A common pigment used in food additives, paints, and cosmetics has been shown to impact the growth of tobacco while affecting microRNA expression, suggesting that environmental contaminants can influence non-coding RNAs in plants, according to new research out of East Carolina University.
The work focused on titanium dioxide, or TiO2, a whitening agent used so widely that an estimated 4 million metric tons of it is produced globally each year, according to a paper appearing in Functional and Integrative Genomics.
Due to its heavy use, TiO2 residues are released into the environment, and TiO2 nanoparticles are increasingly becoming a source of concern. For instance, exposure to the nanoparticles was recently classified as a carcinogen, and animal research has linked them to epithelial cell injury and oxidative DNA damage.
Still, little work has been done to examine the effect of TiO2 nanoparticles on plants, and no studies have looked at how they might influence regulatory RNAs.
To address this knowledge gap, a team from East Carolina University used tobacco as a model species to study the how TiO2 affect the growth, development, and miRNA expression of agricultural plants.
Tobacco seeds were sterilized and sowed in a nutritional medium on Petri dishes and then treated with different concentrations of TiO2 nanoparticles. Some seeds were left untreated to serve as controls.
After three weeks of growth, the germination rate of all TiO2-treated and control seeds was recorded, as was the number of leaves per seedling per plate. The seedlings were then removed from the plates so that their root lengths and biomass could be measured.
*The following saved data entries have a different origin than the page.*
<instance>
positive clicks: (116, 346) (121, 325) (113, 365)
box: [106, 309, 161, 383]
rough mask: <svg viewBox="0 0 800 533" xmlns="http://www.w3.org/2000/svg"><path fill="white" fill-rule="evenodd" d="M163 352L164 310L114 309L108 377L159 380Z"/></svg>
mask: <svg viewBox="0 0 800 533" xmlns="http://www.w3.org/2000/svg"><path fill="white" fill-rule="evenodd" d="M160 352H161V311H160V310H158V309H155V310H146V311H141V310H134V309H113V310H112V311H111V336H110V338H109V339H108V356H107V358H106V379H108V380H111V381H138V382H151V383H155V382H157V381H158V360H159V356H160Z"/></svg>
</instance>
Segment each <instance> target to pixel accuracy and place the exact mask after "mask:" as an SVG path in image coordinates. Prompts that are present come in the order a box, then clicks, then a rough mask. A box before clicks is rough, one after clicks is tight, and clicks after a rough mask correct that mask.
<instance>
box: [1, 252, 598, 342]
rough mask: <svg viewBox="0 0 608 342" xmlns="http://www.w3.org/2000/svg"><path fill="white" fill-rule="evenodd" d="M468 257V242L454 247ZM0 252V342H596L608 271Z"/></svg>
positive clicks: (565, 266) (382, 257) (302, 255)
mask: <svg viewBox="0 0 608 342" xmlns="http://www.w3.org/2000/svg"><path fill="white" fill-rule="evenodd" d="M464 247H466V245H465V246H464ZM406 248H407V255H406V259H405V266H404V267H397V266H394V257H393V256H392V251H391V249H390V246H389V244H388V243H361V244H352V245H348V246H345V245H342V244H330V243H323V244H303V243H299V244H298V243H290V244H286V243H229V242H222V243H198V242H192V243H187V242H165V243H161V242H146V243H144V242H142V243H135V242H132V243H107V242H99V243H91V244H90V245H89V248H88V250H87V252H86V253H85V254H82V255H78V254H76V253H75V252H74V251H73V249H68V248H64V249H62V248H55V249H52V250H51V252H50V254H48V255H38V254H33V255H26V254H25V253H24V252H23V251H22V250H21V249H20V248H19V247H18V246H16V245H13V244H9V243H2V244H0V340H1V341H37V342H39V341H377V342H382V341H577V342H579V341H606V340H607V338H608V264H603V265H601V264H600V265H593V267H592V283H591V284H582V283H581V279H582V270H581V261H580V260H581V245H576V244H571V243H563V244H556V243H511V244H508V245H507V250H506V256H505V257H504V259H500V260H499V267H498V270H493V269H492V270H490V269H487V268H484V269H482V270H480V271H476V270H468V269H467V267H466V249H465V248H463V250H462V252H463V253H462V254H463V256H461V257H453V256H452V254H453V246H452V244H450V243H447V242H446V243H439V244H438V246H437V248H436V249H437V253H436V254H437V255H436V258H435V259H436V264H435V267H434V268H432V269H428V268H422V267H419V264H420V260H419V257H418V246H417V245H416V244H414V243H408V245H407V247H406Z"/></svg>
Total RNA was then isolated from the seedlings, and qRT-PCR was used to detect miRNA expression levels. The scientists focused on 11 miRNAs — miR-156, miR-159, miR-162, miR-167, miR-169, miR-172, miR-393, miR-395, miR-396, miR-398, and miR-399 — which are known to be aberrantly expressed during abiotic stress or play key roles in plant growth and development.
The expression levels of two stress-related genes — alcohol dehydrogenase and alcohol peroxidase — were also evaluated, as were two housekeeping genes for use as reference genes to normalized expression values.
After three weeks of planting, the researchers wrote in their paper, seeds began to germinate with no obvious effects from the TiO2 treatment at low concentrations. However, at higher concentrations, the nanoparticles "significantly affected" the germination rates of the seeds.
At the highest level tested, 5 percent of TiO2 nanoparticles in the medium, germination was completely absent.
"Although tobacco seeds germinated with a higher percentage after exposure to 2.5 percent [of the nanoparticles], it was hard for these seeds to produce roots and fully develop cotyledons," and the seedlings died in about a week, the team noted.
After three weeks, there was a "significant obvious decrease" in the growth and development of plants exposed to the nanoparticles as evidenced by decreases in root length, leaf numbers, and overall biomass.
Roots were the most sensitive to TiO2, according to the paper, with reductions in length at 0.1 and 1 percent concentrations and complete inhibition of appearance and elongation at 2.5 percent.
"An interesting phenomenon is that TiO2 nanoparticle exposure influenced differential root patterns," the investigators wrote in their paper. "Tobacco is a dicot; generally speaking, one seed only produces one major root. However, after exposure to 1.0 percent TiO2, a majority of tobacco seedlings produced two roots, although both were very short."
Leaf size was also impacted, growing much smaller on treated plants versus normal controls, although this effect was mostly observed in plants exposed to higher concentrations of TiO2 nanoparticles. The effects of exposure on biomass, however, were seen at all concentrations.
In terms of the effect of TiO2 on miRNA expression, the researchers found that most were upregulated with increasing nanoparticle concentrations — miR-169, miR-393, miR-395, miR-399, miR-172, and miR-396 — while some were downregulated, including miR-159 and miR-156. Three miRNAs — miR-162, miR-167, and miR-398 — were mostly unaffected as TiO2 nanoparticle concentrations increased.
According to the paper, miR-395 and miR-399 were the most impacted by TiO2, suggesting that they may play important roles in tobacco seedling facing nanoparticle or heavy metal stress. Notably, both have been found by other groups to be upregulated during environmental abiotic stress including drought and salinity.
The addition of TiO2 nanoparticles was also found to upregulate levels of alcohol dehydrogenase and alcohol peroxidase in a concentration-dependent manner.
Overall, the study shows that TiO2 nanoparticles have a "negative impact on tobacco growth and development, and that miRNAs may play an important role in tobacco response to heavy metals/nanoparticles by regulating gene expression," the research team concluded.
And while the study implicates certain conserved miRNAs, additional experimentation with high-throughout deep sequencing or direct cloning will be needed to uncover novel mIRNAs involved in the stress-response mechanism.